Depository institutions reported 64,816 cases of suspected mortgage fraud in 2008, a 23 percent increase from the year before but the smallest annual increase since 2002.
A report from the Financial Crimes Enforcement Network (FinCEN) shows growth in suspicious activity reports related to mortgage fraud ranged from 41 percent to 44 percent from 2005-07 after peaking at 93 percent in 2004 (see chart below).
Last year, mortgage fraud was ranked third among 21 categories of fraud covered by suspicious activity reports, up from fifth in 2007, FinCEN said.
Double-digit increases were also seen in reports of suspected check fraud, consumer loan fraud, wire transfer fraud, commercial loan fraud, credit card fraud and debit card fraud, FinCEN said.
A single report may indicate several types of suspected fraud by the same suspect. When depository institutions reported suspected cases of identity theft, for example, about 35 percent of those cases also involved suspected credit card fraud or one or more other violations such as check fraud or consumer loan fraud.
While increases in reporting of suspected fraudulent activity could mean that there is an increase in fraud, it may also reflect an increase in awareness within financial institutions detecting such activity, FinCEN Director James H. Freis Jr. said in a press release.
Lenders are more aware today of the types of mortgage fraud being perpetrated, and are more likely to file suspicious activity reports, he said.
Other experts have noted that falling home prices often expose cases of mortgage fraud that had previously gone undetected. Borrowers who are unable to flip houses may end up defaulting on loans they obtained through misrepresentation, for example.
The FBI this week issued a new report on mortgage fraud based on numbers for the government’s fiscal year 2008, which ended in September.
The FBI had 1,644 mortgage fraud investigations ongoing during the period, a 37 percent increase from the previous year and a 100 percent increase from fiscal year 2006. Some 63 percent of all pending FBI mortgage fraud investigations involved dollar losses of more than $1 million, the report said.

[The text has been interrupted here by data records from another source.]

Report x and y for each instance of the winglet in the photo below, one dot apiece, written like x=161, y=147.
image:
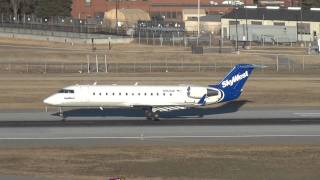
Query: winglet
x=202, y=101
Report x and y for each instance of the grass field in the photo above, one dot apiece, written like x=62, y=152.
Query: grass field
x=185, y=162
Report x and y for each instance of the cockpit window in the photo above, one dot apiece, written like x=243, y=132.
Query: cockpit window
x=70, y=91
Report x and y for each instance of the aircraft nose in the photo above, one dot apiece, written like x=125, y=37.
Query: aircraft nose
x=49, y=100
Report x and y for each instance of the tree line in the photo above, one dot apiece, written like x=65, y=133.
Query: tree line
x=40, y=8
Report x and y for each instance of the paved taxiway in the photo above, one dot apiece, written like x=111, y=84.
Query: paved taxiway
x=94, y=127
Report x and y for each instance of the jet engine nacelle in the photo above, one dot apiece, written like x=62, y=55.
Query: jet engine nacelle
x=196, y=92
x=199, y=92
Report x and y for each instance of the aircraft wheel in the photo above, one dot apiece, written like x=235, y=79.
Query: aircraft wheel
x=156, y=116
x=149, y=114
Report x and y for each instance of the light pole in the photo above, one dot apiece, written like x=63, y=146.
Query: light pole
x=198, y=35
x=117, y=7
x=237, y=48
x=247, y=33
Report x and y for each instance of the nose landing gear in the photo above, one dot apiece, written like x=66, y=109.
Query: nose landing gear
x=150, y=115
x=61, y=114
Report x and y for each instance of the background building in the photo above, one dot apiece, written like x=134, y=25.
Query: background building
x=170, y=9
x=283, y=24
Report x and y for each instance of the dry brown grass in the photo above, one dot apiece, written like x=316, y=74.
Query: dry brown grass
x=165, y=162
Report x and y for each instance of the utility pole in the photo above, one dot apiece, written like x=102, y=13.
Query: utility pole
x=198, y=35
x=117, y=7
x=247, y=33
x=301, y=26
x=237, y=46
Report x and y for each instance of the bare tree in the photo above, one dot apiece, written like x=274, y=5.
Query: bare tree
x=15, y=5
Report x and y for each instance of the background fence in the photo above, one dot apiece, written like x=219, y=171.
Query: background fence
x=106, y=67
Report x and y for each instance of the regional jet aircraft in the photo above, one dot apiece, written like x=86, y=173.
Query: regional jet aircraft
x=153, y=99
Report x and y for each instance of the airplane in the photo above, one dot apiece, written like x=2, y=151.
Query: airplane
x=152, y=99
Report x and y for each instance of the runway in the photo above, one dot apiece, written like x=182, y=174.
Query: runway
x=88, y=127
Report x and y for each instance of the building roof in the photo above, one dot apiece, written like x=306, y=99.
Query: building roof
x=193, y=11
x=129, y=15
x=208, y=18
x=274, y=14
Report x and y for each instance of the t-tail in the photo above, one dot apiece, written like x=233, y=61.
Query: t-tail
x=231, y=86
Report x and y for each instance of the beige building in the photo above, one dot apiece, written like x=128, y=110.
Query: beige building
x=192, y=13
x=210, y=23
x=306, y=23
x=125, y=17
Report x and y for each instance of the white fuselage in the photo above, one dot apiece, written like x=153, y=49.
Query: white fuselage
x=130, y=96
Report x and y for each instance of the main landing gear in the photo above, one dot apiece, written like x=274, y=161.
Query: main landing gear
x=150, y=115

"While the amount of mortgage fraud cannot be precisely determined, industry experts agree there is a direct correlation between fraud and distressed real estate markets," the report said. "As the housing market continues to decline in response to an increase in housing inventories (and) lack of sales, and new foreclosures surface, real estate values will continue to soften and fraud will continue to increase."
The FBI said emerging schemes include reverse mortgage fraud, credit enhancement schemes, "builder bailout" schemes, foreclosure-rescue schemes, serial property flipping, and short-sale schemes.
The FBI created a National Mortgage Fraud Team in December and continues to support 18 mortgage fraud task forces and 53 working groups, the report said.
A bill signed into law May 20 by President Obama, the Fraud Enforcement and Recovery Act of 2009, is aimed at doubling the number of FBI mortgage fraud task forces and closing legal loopholes that have prevented federal prosecutors from filing fraud and money-laundering charges against many mortgage lenders (see story).